In search of ponies: Swallows keep pests away

Sharna Johnson

I struggled with the thought of knocking it down, but they were working so hard I just didn’t have the heart.

Instead, I sat in the front yard and photographed the swallows as they swooped in and out, fluttering under the eave with beaks full of mud.

Over several days I watched as the mud expanded, and, with the addition of horse hair from the barn and small twigs, a nest began to form in front of my door.

On one hand, I thoroughly enjoyed watching them fly and work and highly valued their life’s mission. But then on the other, I dreaded the day their eggs hatched because I knew those beautiful swoops and dive bombing maneuvers would be directed at me.

However, it wasn’t hard to make me feel better about allowing them to nest because I was looking for justification.

That justification came when Dan True — a nature photographer, author and all around bird lover — found me sitting at my desk Tuesday morning.

He was excited. Really excited.

Pulling a wad of tissue paper from a canister, he unfolded it and exposed a clump of dead mosquitos he had plucked from the bottom of a swallow nest on his porch.

They weren’t in the nest feeding on the chicks — they were the food.

For days he had watched as the adult swallows swooped in and did fly-by feedings, dropping morsels for their little ones.

“Did you know an adult swallow can catch 2,000 mosquitos in a day?” he asked.

Admittedly, no, I didn’t, but I suddenly found myself wanting a few more nests on my porch.

As it happens, True inherited the swallows when a neighbor across the street tore down a nest they tried to build. For three years thereafter, the swallow pair have spent spring and summer on the True’s porch.

Only this year the nest crumbled in the dry heat, sending five chicks tumbling to the ground.

They couldn’t have picked a better porch for their catastrophe.

Scooping up the four survivors under the watchful eyes of their panicked parents, the True’s screwed a plastic bowl to the top of a step ladder, lined it with velvet, and nestled them inside.

The parents didn’t miss a beat and resumed feeding, seeming to understand they had an extra set of helping hands around.
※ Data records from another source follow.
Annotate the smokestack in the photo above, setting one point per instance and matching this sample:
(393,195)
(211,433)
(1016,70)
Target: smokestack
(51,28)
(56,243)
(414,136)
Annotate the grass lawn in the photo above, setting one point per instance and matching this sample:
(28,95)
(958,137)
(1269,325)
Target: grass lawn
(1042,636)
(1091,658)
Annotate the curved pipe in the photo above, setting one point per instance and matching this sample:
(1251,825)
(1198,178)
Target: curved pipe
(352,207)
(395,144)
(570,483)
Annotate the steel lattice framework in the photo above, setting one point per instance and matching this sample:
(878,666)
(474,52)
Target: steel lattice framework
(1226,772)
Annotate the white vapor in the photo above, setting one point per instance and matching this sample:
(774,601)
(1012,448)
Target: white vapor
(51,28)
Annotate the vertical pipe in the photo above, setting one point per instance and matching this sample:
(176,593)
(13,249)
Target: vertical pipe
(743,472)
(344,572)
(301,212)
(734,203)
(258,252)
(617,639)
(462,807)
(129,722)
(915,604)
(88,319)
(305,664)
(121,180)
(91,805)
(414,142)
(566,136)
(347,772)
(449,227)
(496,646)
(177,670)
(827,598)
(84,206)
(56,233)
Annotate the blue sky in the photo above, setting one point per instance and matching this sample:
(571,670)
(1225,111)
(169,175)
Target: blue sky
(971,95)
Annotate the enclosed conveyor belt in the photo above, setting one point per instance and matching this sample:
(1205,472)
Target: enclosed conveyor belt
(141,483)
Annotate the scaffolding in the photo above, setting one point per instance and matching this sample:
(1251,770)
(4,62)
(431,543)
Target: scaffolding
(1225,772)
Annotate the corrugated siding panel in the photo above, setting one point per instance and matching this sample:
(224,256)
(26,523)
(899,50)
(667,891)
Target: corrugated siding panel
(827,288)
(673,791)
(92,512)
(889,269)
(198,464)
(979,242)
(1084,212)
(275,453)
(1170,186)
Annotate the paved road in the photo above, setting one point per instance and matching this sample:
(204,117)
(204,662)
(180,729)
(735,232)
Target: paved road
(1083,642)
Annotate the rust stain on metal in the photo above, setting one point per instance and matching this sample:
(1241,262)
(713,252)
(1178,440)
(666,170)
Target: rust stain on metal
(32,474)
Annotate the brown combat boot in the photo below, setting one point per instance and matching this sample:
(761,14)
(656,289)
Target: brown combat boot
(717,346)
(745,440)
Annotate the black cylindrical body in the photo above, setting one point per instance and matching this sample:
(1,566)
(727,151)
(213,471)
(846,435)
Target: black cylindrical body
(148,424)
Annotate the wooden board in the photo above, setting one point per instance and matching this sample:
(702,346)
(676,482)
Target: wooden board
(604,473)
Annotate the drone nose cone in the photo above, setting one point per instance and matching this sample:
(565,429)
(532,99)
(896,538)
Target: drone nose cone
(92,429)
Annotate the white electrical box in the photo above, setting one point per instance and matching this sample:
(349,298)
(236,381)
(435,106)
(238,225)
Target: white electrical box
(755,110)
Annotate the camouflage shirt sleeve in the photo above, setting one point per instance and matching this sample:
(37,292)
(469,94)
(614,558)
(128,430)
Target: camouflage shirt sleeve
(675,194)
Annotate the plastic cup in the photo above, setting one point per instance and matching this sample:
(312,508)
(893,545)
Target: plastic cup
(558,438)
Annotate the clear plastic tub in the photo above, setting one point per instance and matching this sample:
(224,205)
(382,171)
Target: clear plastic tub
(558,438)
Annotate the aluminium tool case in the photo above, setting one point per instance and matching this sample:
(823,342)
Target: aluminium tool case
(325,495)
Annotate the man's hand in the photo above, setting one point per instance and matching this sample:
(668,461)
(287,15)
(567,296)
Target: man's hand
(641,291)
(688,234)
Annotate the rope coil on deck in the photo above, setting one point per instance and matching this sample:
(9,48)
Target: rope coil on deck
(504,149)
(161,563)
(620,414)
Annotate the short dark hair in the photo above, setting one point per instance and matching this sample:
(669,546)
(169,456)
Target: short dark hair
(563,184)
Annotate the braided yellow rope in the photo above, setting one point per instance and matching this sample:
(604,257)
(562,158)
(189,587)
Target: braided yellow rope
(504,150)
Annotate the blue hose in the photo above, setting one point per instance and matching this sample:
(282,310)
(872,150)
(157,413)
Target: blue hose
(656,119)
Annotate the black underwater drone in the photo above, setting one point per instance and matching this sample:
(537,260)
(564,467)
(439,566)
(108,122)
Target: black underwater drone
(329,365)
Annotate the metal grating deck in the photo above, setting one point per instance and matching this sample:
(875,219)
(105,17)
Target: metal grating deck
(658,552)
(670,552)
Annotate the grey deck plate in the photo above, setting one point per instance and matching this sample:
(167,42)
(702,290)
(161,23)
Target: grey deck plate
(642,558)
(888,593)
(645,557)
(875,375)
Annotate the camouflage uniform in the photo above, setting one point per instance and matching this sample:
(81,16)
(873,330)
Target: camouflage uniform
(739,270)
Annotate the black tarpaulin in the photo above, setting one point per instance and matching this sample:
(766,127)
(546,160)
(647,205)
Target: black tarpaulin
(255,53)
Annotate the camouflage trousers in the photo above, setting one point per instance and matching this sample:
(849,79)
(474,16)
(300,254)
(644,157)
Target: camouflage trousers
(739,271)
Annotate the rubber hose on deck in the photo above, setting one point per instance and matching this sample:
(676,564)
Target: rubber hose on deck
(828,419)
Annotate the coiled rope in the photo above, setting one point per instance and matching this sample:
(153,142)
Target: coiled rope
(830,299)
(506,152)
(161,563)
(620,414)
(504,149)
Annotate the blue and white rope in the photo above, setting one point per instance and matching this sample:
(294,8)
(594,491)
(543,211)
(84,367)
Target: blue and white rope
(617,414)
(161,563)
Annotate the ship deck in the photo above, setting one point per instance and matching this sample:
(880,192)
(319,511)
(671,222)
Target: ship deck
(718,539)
And help he did, helping clean the artificial nest and looking after the little tots.

The first two years the swallows would dive bombing and swoop anytime the True’s went on their porch, but no more.

“It’s just a remarkable turnaround. They act like they understand I’m not a threat,” he said. “They are so smart … they seem to understand that I’m on their side.”

Unfortunately the fallen nest was the first sign of trouble for the year and by this week, only one of the juveniles remained alive.

“This dry weather is really a tough situation on these mosquito grabbers… they didn’t have enough insects to keep them alive,” he said. “What it emphasizes is how tough this drought is on wildlife.”

True said he’s got their routine down, and, like clockwork, they raise two, five-egg batches of youngin’s each summer and the pair should have started on their second clutch of eggs this week. However, he found two broken eggs on the ground, evidence, perhaps, that the second nest won’t happen.

Then, about a day from taking wing, the only surviving fledgling was spooked away by a delivery man and hasn’t been seen since. They hope he made it but may never know.

On the off chance mother bird may still lay eggs, True plans to create a small mud puddle so they can build a nest and has decided to tear the nest down every two years to encourage them to build strong, new ones.

Armed with this new information, I’m glad I left my swallows alone and am getting a little excited to hear the tweets.

It’s not fun to be dive bombed, but True assured that swallow “attacks,” while nerve wracking, are almost all show.

I suppose if worst comes to worst I can use another door.

And they will keep those pesky salesmen away — after all, nothing says “No Soliciting” like an angry set of teeny talons grazing your head.

Do your darndest little swallows, I’ve got no room for mosquitos (or salesmen), but I think there’s room enough for you.